The problem here is not as specific as a few typos in print. It is a general and growing problem that people increasingly surrender authority to software as they collectively suffer ever more ignorance about software's limitations. It behooves programmers to do something they've invested little effort in in the past: make the limitations of software transparent.
Is it our fault that people don't push the button to perform grammar and spelling checks before publishing? Actually, it is. If you know that people are going to reliably fail to perform a check, to merely claim that they "should" behave in ways that psychology guarantees they won't is to simply be complicit in the problem, one step away from the cities that tweak yellow-light durations to raise more money from traffic tickets. As programmers, we are all too often offloading responsibility onto the future, distant, removed user. Since they will likewise end up offloading responsibility onto our software, small wonder that we engender situations where no one believes themselves responsible. That's a small thing when the result is a misspelled word, not so small when the result is a misdiagnosed X-ray.

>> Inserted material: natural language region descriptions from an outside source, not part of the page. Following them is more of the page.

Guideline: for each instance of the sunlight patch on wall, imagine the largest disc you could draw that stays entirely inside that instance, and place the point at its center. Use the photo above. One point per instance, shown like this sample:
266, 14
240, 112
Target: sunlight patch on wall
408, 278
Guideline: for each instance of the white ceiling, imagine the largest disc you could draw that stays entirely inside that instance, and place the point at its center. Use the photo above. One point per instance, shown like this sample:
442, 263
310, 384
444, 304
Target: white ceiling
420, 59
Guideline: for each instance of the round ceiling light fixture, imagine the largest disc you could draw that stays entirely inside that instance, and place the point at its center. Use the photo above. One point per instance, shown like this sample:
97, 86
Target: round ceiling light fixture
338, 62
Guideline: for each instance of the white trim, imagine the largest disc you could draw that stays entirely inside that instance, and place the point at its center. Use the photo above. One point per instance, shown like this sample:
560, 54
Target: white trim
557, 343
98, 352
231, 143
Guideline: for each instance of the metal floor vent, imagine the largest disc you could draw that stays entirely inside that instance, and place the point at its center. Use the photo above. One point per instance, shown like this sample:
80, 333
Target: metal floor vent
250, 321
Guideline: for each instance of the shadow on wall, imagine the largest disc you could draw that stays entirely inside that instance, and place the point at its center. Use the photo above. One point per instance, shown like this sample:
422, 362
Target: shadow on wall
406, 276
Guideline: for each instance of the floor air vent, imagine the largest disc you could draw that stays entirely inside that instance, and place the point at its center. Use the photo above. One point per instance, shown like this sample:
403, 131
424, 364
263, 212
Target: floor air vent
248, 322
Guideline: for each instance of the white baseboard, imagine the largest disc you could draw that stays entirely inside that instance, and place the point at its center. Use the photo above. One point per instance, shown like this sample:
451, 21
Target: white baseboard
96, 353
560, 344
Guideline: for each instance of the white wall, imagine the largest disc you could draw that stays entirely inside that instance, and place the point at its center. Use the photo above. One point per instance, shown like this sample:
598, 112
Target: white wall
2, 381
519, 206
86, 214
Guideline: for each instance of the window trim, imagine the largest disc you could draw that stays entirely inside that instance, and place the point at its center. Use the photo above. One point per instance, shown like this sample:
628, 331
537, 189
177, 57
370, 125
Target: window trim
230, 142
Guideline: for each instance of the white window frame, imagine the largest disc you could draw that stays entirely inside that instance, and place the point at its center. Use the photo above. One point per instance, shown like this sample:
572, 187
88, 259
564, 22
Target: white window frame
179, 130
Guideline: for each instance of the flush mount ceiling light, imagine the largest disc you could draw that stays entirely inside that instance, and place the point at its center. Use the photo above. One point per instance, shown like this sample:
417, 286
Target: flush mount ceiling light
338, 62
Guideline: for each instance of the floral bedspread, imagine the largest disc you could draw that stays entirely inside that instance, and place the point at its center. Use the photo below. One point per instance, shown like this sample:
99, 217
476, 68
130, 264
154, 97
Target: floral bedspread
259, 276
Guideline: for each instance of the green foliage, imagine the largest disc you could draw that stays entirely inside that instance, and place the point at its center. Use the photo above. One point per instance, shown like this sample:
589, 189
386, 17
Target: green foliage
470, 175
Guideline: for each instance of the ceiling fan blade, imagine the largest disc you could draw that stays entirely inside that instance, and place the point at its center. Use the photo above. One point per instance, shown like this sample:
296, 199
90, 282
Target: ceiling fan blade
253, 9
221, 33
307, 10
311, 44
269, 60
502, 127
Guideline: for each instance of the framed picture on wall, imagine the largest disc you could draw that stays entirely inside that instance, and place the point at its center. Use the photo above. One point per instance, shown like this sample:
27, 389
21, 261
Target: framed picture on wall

But reminding the user to push a button is not the real meat of the issue (though it is entirely neglected: does your email client display in red the number of typos when you go to press the "Send" button?). The real issue is transparency of limitations. Does your grammar checker give you an estimate of the number of grammar errors it may have overlooked based on the size and complexity of the text? Has any programmer even ever considered tackling that problem? Likewise, automated software that helps doctors read X-rays needs to continually remind of its own false-positive and false-negative statistics. And, of course, a voting machine system that offers a "recount" button that merely reprints the same number from memory is so opaque about its limitations as to be fraudulent.
The Future Ain't Bright
Alas, being transparent about your limitations conflicts with the goal of selling software. The number of known bugs (heaven forbid we would attempt to estimate the number of unknown bugs!) in our software is generally treated as a secret or, in open source software, as another means of avoiding responsibility ("you have the source -- you could fix those bugs yourself!"). Who will buy the word-processing system that estimates the number of flaws it may have missed when the competition simply says nothing and hopes you'll infer it is flawless? As far as I can see, it is in everyone's short-term interests to use software as a general tool for avoiding responsibility. Short of declaring maritial law, I can't see this ever changing.